The result was surprisingly more like chocolate and peanut butter. You’d never think it would work, but they matched up fairly well.
So, I bring you MLB teams and their equivalent Mario enemies.
The Pirates’ long streak of futility seems a perfect fit for Goombas—marching back and forth in the same rut, waiting to be stomped into the dirt by other, stronger teams.
Both the Cubs and Boos are intimidating at first and virtually indestructible. But when the spotlight shines on them, they shy away and freeze up, leaving Mario/other teams to run on ahead to greater things.
Like Cheep Cheeps, the Padres are formidable in their environment built to their needs. They won’t stand up to tougher assaults, but they can deal damage to their weakened foes.
However, also like Cheep Cheeps, the Padres are occasionally dropped outside of their environment, where they flop around uncomfortably*, waiting to be pummeled.
*The Padres have a .352 difference between their home and road winning percentages.
Like the Mets, Whomps are large, imposing forces. They charge out of the gate, waiting to crush their opponents. Then they fall flat on their face, exposing their weak spot for all to hit.
Pokeys and the Rays both appeared to be imposing forces, blocking the path of unwary travelers. However, as injuries leave both...shorthanded, they look less of a threat.
But eventually (for the Pokeys, whenever you leave the screen and return), they will be back to full strength.
Wigglers walk aimlessly back and forth, minding their own business, much as the meandering Rockies did earlier this year. But for the love of Stan Musial, don’t aggravate them, or they'll charge around on the rampage (recall the Rockies' recent firing of Clint Hurdle followed by their 11-game win streak—or the whole "Rocktober" run).
Like their cousins, the Buzzy Beetles, Spike Tops have an impenetrable shell with a giant spike on their back to cause extra damage (Which, in retrospect, seems rather self-explanatory).
Like Spike Tops, the Dodgers seem to be incapable of causing trouble, with a weak offense missing its star and a rotation hit with injuries. Yet they’ve become...a thorn in everyone’s side.
Both the Astros and Bob-ombs seem to wander around for long periods of time, wallowing in mediocrity. Then, without warning, they deliver a shocking explosion that startles everyone before fading out quietly.
For some reason, both the Bob-omb and the Astros’ front office think this is the ideal way to do business.
You may be surprised to learn that the Red Sox, while 21-8 at Fenway, are merely 17-17 away from home.
Like the Red Sox, the Piranha Plant exposes itself from its pipe to throw a fireball or bite Mario, risking a retaliating fireball. It then returns to the relative safety of its home.
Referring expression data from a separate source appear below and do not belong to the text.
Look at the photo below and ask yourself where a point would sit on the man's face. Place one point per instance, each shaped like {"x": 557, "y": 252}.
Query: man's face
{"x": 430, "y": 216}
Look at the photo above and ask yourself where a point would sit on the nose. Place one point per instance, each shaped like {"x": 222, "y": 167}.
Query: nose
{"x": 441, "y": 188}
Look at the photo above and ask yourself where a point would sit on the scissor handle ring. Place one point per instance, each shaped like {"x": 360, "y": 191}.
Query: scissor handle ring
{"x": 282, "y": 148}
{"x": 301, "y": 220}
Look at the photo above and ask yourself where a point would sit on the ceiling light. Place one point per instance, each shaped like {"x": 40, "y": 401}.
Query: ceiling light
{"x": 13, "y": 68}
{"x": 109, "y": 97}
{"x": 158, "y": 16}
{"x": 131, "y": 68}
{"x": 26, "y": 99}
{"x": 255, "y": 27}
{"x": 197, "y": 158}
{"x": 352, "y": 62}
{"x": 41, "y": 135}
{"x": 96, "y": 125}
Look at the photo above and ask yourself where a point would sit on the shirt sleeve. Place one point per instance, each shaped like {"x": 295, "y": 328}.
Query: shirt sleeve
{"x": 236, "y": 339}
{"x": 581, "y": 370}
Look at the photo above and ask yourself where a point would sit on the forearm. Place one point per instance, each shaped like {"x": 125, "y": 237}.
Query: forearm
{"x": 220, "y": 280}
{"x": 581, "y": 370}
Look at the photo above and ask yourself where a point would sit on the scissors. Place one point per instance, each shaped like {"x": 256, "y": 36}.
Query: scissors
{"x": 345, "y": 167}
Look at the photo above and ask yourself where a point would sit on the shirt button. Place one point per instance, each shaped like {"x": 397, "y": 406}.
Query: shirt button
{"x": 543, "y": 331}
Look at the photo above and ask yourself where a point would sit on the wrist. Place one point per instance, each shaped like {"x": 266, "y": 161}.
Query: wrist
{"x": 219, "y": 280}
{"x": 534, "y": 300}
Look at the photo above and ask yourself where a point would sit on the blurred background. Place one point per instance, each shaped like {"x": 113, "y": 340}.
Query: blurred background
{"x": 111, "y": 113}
For further similarities, check out their homes. The Piranha’s Pipe is a small, green, round, and well-defended fortress. Fenway Park is...a small, green, roundish, apparently well-defended fortress.
Every year, the Cardinals use a decaying pitching staff and weak offense (with one good attack in Albert Pujols), which should, in theory, take them out of contention.
But every year their...ahem...bare bones roster causes mayhem for other competitors. Dry Bones (at least in Super Mario World) had one good attack, that being a bone club they tossed.
If you haven’t figured it out yet, just when it seems like they should be down and out, they keep coming back (usually with...err...revived pitchers). They are both masters of...pulling it all together.
I’m all out of puns on this subject.
You may not recognize Chargin' Chucks if you haven’t played Super Mario World. They look large, strong, and intimidating. They either run at you or throw things, and look like a challenge to take down (they need three hits!).
Unfortunately (for them, not for Mario), they usually only became threatening on terrain that was already dangerous (see: Tubular, Level from Hell).
If they ran at you on level ground, they were no problem (as it turned out, once you got one hit on them, you could bounce off their head until they died). They could also be outrun fairly easily.
So, why the Nationals?
Their expected win-loss (is not overwhelming) at least indicates they should be a minor threat. They scored quite a few runs (especially for being a pathetic team). And yet...they're mind-blowingly easy to overcome (they are eight games back from their expected record).
The biggest of the enemies. The ones with the most resources, the most troops. They are most intimidating. Bowser is the king; the Yankees have The Boss.
So, yes, there are a few similarities.